Real life is not like that. In real life, you start out with an idea and wind up with something completely different. Your product spec will change more times than you can imagine, and you will have to constantly adapt to the demands and requirements of users, partners, employees, VCs, and so on. Learning this early and accepting it is very valuable, because when someone says “we need to change this core component” you will be ok saying “do it however you can” as opposed to “well, I guess we better write up a new DB spec, rebuild our architecture, and create a migration plan to our new setup”. It is true that “re-architecting is the kiss of death for a startup”, especially for web based startups, where one day can mean the difference between being first to market and being out of business. You also need to be able to work with and modify existing code better than writing new code, because you only write new code for a project once, and the rest of your time working on it is spent changing code.

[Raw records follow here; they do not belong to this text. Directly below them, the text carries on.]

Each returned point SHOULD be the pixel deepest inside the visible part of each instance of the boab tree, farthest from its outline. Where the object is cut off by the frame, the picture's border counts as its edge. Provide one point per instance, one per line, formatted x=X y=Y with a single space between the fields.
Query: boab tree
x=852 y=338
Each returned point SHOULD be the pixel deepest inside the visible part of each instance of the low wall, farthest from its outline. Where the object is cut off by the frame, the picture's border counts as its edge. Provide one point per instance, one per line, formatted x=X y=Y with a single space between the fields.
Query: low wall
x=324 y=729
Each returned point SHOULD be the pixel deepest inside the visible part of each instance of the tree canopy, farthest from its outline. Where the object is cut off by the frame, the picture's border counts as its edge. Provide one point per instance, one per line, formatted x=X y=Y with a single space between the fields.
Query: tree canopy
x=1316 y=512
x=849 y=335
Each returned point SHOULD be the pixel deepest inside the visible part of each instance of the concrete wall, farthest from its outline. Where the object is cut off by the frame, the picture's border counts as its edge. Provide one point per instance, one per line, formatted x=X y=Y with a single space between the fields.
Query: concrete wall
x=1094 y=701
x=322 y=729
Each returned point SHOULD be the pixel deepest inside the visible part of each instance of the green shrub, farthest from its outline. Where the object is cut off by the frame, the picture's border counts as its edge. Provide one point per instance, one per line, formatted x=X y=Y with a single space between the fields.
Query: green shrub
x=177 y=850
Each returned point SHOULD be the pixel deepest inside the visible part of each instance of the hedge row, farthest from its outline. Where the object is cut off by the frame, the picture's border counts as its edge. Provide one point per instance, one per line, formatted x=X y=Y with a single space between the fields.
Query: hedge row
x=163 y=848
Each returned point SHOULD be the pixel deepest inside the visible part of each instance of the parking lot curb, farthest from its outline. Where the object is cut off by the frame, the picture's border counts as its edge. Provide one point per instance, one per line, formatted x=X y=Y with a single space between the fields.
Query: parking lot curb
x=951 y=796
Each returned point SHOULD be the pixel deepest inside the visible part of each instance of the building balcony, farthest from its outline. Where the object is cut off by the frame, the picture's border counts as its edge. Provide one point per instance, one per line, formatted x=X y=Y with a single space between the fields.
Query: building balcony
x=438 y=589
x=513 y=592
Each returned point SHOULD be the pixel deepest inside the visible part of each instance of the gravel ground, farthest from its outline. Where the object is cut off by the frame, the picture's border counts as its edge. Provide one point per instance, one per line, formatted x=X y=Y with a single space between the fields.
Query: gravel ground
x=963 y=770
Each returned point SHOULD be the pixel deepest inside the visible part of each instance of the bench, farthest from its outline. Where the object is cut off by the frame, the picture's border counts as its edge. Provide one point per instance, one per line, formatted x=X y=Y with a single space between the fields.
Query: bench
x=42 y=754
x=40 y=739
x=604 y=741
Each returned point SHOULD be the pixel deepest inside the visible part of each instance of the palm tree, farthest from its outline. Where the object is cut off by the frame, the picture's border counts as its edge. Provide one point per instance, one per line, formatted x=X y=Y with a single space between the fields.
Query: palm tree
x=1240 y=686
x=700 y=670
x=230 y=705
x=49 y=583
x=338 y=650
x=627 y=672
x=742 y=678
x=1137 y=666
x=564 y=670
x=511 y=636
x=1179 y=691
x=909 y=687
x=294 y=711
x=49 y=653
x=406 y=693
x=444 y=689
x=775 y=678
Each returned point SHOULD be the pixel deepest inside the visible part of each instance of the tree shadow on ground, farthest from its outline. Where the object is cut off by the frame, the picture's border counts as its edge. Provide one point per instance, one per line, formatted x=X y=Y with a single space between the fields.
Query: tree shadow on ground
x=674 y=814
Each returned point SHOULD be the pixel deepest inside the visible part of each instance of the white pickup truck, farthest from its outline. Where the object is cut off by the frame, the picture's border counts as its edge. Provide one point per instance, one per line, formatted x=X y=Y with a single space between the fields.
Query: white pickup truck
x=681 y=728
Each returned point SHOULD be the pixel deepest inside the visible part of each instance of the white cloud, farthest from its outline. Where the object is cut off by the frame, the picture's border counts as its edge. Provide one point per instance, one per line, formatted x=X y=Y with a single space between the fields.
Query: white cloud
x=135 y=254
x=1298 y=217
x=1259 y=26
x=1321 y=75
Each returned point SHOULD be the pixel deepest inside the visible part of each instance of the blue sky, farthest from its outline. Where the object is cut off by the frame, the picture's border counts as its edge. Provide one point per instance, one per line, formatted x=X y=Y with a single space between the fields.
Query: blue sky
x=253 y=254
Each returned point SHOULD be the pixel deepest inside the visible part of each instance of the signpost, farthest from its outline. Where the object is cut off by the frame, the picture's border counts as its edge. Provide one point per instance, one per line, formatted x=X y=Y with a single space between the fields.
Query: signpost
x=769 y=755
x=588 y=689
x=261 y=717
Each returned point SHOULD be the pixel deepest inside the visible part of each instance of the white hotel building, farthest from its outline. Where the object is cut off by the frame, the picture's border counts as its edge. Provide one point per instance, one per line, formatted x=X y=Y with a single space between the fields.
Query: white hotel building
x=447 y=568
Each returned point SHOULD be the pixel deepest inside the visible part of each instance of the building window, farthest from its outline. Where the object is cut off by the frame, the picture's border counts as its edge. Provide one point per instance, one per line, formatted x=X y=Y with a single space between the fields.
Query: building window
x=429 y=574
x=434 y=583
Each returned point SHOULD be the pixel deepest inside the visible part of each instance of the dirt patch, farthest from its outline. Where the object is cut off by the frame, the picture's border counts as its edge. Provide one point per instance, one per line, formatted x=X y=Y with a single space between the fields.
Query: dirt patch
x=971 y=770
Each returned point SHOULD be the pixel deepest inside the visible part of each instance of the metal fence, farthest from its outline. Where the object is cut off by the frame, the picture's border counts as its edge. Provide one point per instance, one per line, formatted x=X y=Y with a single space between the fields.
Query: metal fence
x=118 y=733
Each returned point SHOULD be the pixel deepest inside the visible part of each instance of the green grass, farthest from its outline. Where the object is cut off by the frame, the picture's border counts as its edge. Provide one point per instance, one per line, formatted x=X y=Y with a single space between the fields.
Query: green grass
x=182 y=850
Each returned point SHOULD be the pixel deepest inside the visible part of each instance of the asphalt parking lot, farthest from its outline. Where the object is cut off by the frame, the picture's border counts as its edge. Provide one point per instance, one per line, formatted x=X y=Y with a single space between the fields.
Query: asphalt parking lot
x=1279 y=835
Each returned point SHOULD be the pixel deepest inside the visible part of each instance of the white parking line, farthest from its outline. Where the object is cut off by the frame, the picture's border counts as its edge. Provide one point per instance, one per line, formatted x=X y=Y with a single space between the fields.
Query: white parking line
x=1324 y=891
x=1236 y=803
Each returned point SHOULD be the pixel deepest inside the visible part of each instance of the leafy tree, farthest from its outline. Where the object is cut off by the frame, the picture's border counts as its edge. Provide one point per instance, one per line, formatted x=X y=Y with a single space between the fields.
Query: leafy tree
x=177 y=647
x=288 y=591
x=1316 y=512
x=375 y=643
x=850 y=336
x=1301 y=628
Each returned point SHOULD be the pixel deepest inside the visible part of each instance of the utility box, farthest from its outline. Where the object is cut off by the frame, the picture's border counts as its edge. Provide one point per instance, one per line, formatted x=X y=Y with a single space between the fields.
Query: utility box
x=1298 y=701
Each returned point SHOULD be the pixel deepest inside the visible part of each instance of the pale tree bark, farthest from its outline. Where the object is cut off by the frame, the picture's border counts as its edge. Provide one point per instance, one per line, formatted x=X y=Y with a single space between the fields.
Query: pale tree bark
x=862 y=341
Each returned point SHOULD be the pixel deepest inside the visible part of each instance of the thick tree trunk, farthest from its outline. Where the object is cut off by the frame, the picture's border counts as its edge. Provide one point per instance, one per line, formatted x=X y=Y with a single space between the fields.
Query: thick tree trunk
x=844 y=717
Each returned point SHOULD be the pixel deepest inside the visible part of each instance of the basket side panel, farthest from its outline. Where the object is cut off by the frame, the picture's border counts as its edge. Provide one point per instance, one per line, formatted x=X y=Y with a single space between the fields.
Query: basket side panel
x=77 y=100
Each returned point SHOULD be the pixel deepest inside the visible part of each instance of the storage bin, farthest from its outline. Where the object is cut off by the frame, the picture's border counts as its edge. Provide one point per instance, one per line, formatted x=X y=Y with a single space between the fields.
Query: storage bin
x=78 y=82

This is far more difficult than writing new code, especially if you didn’t write the code you are modifying.
If I had complete liberty to create a truly useful course for a university, it would be a software engineer simulator. I would give students a program that was moderately well written, and every few days throw a new curve ball at them. The DB they’ve never had to touch will crash, one of their partners who they have integrated into the site will go out of business, they will have to upgrade all of their deprecated code to comply with some new standard, they will be asked by a major client to find a way to generate 2,000,000 images of charts in under two hours, etc, etc. I would spare them has-to-be-done-now deadlines and blackberries that ring at 3am, but it would still be one hell of a course. And the ones who finish it and say “well that was fun”, those are the ones truly ready for the world of software development, whether or not in the form of a startup. The rest will have to sit down with a bunch of lawyers, who will then inform them, in extremely monotonous voices, of every little thing they’ve done in the last few months that could result in a massive lawsuit.
Note: Every one of these stories is based off of something that happened in my department in the last month, many of which landed on my plate. I’ve come to expect it, and it sure was fun.